Los investigadores descubrieron que una bacteria oral comúnmente asociada con la enfermedad periodontal puede promover la aparición del cáncer de mama, el crecimiento tumoral y la propagación al inducir daño en el ADN y alterar el comportamiento de las células cancerosas.
El estudio publicado en Cell Communication and Signalling, muestra que Fusobacterium nucleatum, un microbio oral previamente relacionado con el cáncer colorrectal y otros tipos de cáncer, puede viajar a través del torrente sanguíneo y colonizar el tejido mamario, donde causa inflamación y otros cambios precancerosos.
Los investigadores, dirigidos por Dipali Sharma, doctora en oncología y profesora del John Fetting Fund for Breast Cancer Prevention, descubrieron que la bacteria aceleraba el crecimiento tumoral y aumentaba la propagación de las células cancerosas desde la mama hasta el pulmón en modelos animales de cáncer de mama humano.
« La conclusión clave es que este microbio oral puede residir en el tejido mamario y que existe una conexión entre este patógeno y el cáncer de mama», afirma Sharma, añadiendo que el estudio del equipo se inspiró en muchos pequeños estudios que analizaron a miles de pacientes y relacionaron la enfermedad periodontal con el cáncer de mama.
«Queríamos profundizar más y ver si podíamos descubrir las conexiones subyacentes», afirma Sheetal Parida, doctora, primera autora y investigadora asociada que trabaja con Sharma.
Utilizando modelos murinos y células de cáncer de mama humano, Sharma y su equipo descubrieron que la exposición intraductal a F.
nucleatum provocaba la formación de lesiones metaplásicas e hiperplásicas —cambios no cancerosos en los que las células se multiplican en exceso o se transforman en un tipo diferente de célula— en el tejido mamario, acompañadas de inflamación, daño en el ADN y aumento del crecimiento celular.
Cuando se introdujo en el torrente sanguíneo, la bacteria aceleró significativamente el crecimiento y la propagación de los tumores de mama establecidos. Los investigadores también identificaron un mecanismo molecular subyacente a estos efectos.
La exposición a F. nucleatum causó daños en el ADN de las células y activó vías de reparación que pueden introducir errores, incluida la unión de extremos no homólogos, una forma rápida pero propensa a errores en la que las células reparan el ADN roto conectando directamente los extremos rotos.
Los investigadores descubrieron que incluso una breve exposición a la bacteria iniciaba una mayor expresión de una proteína llamada PKcs, asociada con una mayor migración de las células tumorales, invasión, comportamiento similar al de las células madre y resistencia a la quimioterapia.
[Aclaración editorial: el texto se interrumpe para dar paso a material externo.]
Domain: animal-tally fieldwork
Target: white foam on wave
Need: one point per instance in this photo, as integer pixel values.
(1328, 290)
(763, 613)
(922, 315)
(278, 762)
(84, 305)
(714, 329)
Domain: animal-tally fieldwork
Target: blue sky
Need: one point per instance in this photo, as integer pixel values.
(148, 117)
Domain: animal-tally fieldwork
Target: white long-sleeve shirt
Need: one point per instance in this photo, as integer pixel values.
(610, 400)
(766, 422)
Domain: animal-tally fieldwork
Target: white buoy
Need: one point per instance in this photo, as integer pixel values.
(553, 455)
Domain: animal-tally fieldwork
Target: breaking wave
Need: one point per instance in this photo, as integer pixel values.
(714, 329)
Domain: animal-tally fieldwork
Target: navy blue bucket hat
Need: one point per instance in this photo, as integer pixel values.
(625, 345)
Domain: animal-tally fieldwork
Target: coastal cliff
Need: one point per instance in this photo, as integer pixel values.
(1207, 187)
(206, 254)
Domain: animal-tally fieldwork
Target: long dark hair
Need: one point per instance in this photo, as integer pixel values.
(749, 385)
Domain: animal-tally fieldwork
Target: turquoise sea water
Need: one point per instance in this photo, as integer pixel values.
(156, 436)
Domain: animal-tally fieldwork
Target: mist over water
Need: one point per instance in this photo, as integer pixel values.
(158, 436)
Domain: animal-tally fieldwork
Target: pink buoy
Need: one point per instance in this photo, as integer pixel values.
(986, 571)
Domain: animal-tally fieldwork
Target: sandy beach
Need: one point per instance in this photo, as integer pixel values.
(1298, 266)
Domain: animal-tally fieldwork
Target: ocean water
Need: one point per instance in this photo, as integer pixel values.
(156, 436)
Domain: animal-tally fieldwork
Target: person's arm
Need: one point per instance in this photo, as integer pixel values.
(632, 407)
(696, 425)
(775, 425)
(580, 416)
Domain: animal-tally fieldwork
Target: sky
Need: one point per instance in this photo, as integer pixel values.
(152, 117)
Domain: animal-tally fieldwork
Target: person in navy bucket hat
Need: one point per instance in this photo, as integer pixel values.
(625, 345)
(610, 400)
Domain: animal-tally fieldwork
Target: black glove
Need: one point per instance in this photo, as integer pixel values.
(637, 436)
Los investigadores también descubrieron que las células epiteliales (las células que recubren los conductos mamarios) y las células de cáncer de mama con mutaciones del BRCA1 eran especialmente vulnerables.
Las células con mutaciones en el BRCA1 mostraban niveles más altos de un azúcar de superficie (Gal-GalNAc) que ayuda a las bacterias a unirse a las células y entrar en ellas.
Las células mamarias con mutaciones en el gen BRCA-1 mostraban una mayor absorción y retención a largo plazo de F. nucleatum, incluso a lo largo de múltiples generaciones de células, lo que amplificaba el daño en el ADN y los efectos promotores de tumores.
«Nuestros hallazgos revelan una relación entre los microbios bucales y el riesgo y la progresión del cáncer de mama, especialmente en personas genéticamente susceptibles», afirma Sharma.
«Nada ocurre de forma aislada. Los resultados sugieren que se dan múltiples factores de riesgo, y que F. nucleatum actúa como un factor ambiental que puede cooperar con las mutaciones hereditarias del BRCA1 para promover el cáncer de mama y la agresividad del tumor».
Afirma que se necesitan más estudios para explorar las implicaciones clínicas de estos hallazgos y determinar si la salud bucal debe considerarse un factor de riesgo para el cáncer de mama.